Na véspera o Regente elogiara os Caixas gerais do contracto do sabão e tabaco por passarem cartas de perdão a todos os réus, presos nas diferentes cadeias do Reino e Ilhas por crime de contrabando. Também ofereceram 4 000$000 réis para esmolas aos pobres e desvalidos do concelho de Lisboa.
O Rei concede diferentes mercês aos seus melhores servidores. Em 16 o duque da Terceira é nomeado primeiro ajudante de campo e José Jorge Loureiro, ministro de estado honorário e marechal de campo, é também nomeado ajudante. O barão de Sarmento, que havia sido elevado a visconde ainda pelo Regente, e era dele ajudante de campo, foi nomeado gentil homem da real câmara. O Rei não se esquecia do amigo e confidente da sua infância.

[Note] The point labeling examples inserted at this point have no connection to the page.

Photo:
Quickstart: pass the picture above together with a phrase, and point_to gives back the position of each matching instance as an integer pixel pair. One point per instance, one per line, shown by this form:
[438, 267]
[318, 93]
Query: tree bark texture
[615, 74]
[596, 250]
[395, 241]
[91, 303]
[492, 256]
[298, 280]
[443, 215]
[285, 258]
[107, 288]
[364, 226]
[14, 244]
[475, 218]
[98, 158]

Dias depois concedia-se ao visconde de Carreira o mesmo título, em mais uma vida, na pessoa de seu sobrinho, Luís Bravo de Abreu e Lima. A subscrição, aberta em Lisboa para celebrar a aclamação, entre alguns comerciantes nacionais e estrangeiros na importância de 5 095$000 réis, foi assim distribuída: 4 000$000 destinaram-se à edificação de uma casa de asilo para a infância desvalida no lugar do Campo Grande, e o resto e o mais que se pudesse alcançar, em partes iguais para o Hospício das Irmãs da Caridade e para a nova casa de asilo que se projectava criar no sítio do Barreiro.
Em 20 de Outubro foi decretada a amnistia geral.
Assim se inaugurou o reinado de Pedro V (9)In Júlio de Vilhena, D. Pedro V e o seu Reinado, DP 664 V55 610415, 4 de 07 de 1955, Academia das Ciências de Lisboa, Coimbra, Imprensa da Universidade, 1921.